3. Saya pernah membaca bahwa pezina tidak akan menikahi bidadari di surga, apakah laki-laki pezina yang sudah bertaubat masih punya kesempatan untuk menikahi bidadari di surga?

4. Bagaimana hukumnya seorang suami yang gemar kentut di depan istrinya?

5. Apakah pamer kopi di grup itu dibolehkan?

6. Mohon dibahas hukum makan dengan dua tangan. Apakah dibolehkan?

7. Bolehkah kita memukul anak?

8. Bolehkah kita memukul anak yatim?

9. Tanya sedikit yang saat ini lagi rame, Tadz, benarkah ada khasiat kencing unta, dan bagaimana sebenarnya hukum meminum air kencing unta?

10. Saya ini, kan, punya kepribadian dan kepribadian itu pemberian Allah. Bolehkah kita mengubah kepribadian kita yang diciptakan oleh Allah?

Saya pikir masalah besarnya adalah: hidup hari ini dengan obsesi menepat-nepatkan diri dengan kehidupan dua puluh atau lima belas abad lalu, lengkap dengan segala takhayul yang berkembang pada masa-masa itu. Cara hidup macam itu seperti berjalan ke depan dengan muka terus-menerus menghadap ke belakang.
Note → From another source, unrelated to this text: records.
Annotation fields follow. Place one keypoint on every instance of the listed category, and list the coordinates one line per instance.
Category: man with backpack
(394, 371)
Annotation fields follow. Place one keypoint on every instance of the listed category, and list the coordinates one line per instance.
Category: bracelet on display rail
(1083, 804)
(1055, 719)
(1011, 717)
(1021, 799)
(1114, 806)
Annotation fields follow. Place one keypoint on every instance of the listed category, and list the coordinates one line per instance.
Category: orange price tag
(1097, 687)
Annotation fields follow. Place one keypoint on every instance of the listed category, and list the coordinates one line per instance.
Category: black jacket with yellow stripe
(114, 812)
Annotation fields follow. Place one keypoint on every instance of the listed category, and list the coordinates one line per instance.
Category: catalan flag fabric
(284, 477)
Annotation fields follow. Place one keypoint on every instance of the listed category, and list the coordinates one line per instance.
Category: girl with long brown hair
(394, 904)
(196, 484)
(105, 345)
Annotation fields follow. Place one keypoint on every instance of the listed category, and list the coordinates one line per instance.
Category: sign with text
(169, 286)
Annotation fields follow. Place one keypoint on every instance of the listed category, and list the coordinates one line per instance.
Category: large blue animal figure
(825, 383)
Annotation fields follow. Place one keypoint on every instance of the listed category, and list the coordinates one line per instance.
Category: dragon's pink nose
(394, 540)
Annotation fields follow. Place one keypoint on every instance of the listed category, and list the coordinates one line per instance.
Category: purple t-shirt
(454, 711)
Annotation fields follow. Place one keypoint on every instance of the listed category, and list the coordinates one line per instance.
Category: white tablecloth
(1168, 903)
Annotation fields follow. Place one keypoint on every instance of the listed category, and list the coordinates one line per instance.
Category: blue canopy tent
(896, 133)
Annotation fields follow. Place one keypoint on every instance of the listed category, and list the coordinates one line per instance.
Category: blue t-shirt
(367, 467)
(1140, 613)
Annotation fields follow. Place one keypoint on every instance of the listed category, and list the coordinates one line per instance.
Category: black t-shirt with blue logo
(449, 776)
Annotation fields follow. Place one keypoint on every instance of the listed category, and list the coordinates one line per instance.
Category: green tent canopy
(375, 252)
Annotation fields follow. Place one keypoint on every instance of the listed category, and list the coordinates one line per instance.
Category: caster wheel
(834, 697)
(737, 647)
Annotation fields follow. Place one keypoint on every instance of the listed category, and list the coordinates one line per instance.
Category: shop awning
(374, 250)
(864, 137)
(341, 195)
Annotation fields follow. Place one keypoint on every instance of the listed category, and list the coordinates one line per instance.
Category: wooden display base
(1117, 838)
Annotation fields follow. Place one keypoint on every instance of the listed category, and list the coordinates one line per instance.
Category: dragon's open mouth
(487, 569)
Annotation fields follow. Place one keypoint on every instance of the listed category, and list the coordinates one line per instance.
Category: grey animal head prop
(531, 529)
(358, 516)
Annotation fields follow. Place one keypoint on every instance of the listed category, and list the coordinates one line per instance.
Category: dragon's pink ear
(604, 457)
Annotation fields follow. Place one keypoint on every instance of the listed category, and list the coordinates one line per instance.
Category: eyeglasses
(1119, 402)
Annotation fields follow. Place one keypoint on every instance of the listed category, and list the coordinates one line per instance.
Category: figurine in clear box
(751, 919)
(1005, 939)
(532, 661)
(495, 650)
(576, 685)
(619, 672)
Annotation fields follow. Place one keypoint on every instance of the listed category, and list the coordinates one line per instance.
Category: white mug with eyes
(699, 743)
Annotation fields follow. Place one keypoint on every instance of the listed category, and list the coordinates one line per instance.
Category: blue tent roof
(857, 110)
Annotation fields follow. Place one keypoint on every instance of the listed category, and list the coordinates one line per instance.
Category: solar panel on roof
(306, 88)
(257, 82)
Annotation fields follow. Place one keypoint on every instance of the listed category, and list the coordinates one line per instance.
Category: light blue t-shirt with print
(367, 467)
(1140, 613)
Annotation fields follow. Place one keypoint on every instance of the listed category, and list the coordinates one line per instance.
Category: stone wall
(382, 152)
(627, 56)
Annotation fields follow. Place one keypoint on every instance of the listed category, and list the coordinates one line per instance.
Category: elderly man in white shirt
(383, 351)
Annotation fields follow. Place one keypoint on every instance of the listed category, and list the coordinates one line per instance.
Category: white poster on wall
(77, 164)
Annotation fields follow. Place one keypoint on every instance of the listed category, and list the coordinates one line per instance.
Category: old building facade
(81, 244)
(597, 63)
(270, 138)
Ia berpotensi melahirkan cara hidup yang anakronistis, menghalangi diri dari kemungkinan menggunakan akal, tidak tahu cara cebok, ingin meminum kencing unta, tidak mampu mempertimbangkan apakah boleh memukul anak sendiri atau anak yatim, dan memaksa semua orang untuk seperti itu juga.

Mungkin mereka perlu diingatkan bahwa kitab suci memberi hukuman mengerikan untuk orang yang menoleh ke belakang. Mereka perlu tahu bahwa istri Luth, karena berbuat seperti itu, dikutuk menjadi tiang garam—entah apa yang dimaksud dengan tiang garam ini.

*) Isi artikel ini menjadi tanggung jawab penulis sepenuhnya.